Gotchas worth remembering

  • The sub condition IS the security boundary. A passing make oidc / green deploy with a wildcard sub (repo:org/*:*) is worse than the static key you removed — you replaced one leaked secret with a standing grant any fork of the org can assume, and it looks like a success.
  • Pin aud too. Without aud = sts.amazonaws.com the confused-deputy surface widens — the token's audience is what stops it being replayed against a different relying party.
  • id-token: write is opt-in and per-job. Omit it and the OIDC request fails; grant it only on the job that federates, never workflow-wide.
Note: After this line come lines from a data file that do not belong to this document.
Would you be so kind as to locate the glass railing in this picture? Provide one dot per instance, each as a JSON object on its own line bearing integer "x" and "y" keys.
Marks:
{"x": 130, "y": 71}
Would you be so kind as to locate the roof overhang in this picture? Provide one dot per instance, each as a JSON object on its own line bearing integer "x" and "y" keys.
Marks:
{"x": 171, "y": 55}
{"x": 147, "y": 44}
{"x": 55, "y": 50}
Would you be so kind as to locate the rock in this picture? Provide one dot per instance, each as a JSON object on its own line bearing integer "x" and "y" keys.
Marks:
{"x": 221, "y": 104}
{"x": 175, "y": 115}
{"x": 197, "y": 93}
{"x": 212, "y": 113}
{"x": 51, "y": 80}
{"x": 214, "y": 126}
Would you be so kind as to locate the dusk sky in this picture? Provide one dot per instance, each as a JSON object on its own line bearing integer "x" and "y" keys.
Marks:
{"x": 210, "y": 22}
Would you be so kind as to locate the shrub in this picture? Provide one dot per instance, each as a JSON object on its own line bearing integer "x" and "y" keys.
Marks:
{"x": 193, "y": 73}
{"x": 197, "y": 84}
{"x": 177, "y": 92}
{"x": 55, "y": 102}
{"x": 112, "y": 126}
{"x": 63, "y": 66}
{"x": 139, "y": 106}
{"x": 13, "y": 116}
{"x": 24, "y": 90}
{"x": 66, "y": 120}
  • Least-privilege the deploy role, not just the trust. Scoping who can assume it is half the job; the role's attached policy decides what they can do once in. Grant the minimum for the deploy.
  • OIDC creds are already expiring — nothing to rotate, nothing to leak long-term. A JWT printed in a log is dead within the session; an AKIA… key printed in a log is a live incident until revoked.
  • Removing the stored key is only half the refactor — the other half is proving it's gone (grep the workflow, confirm the caller identity is the assumed role). No AKIA…, no aws_secret_access_key.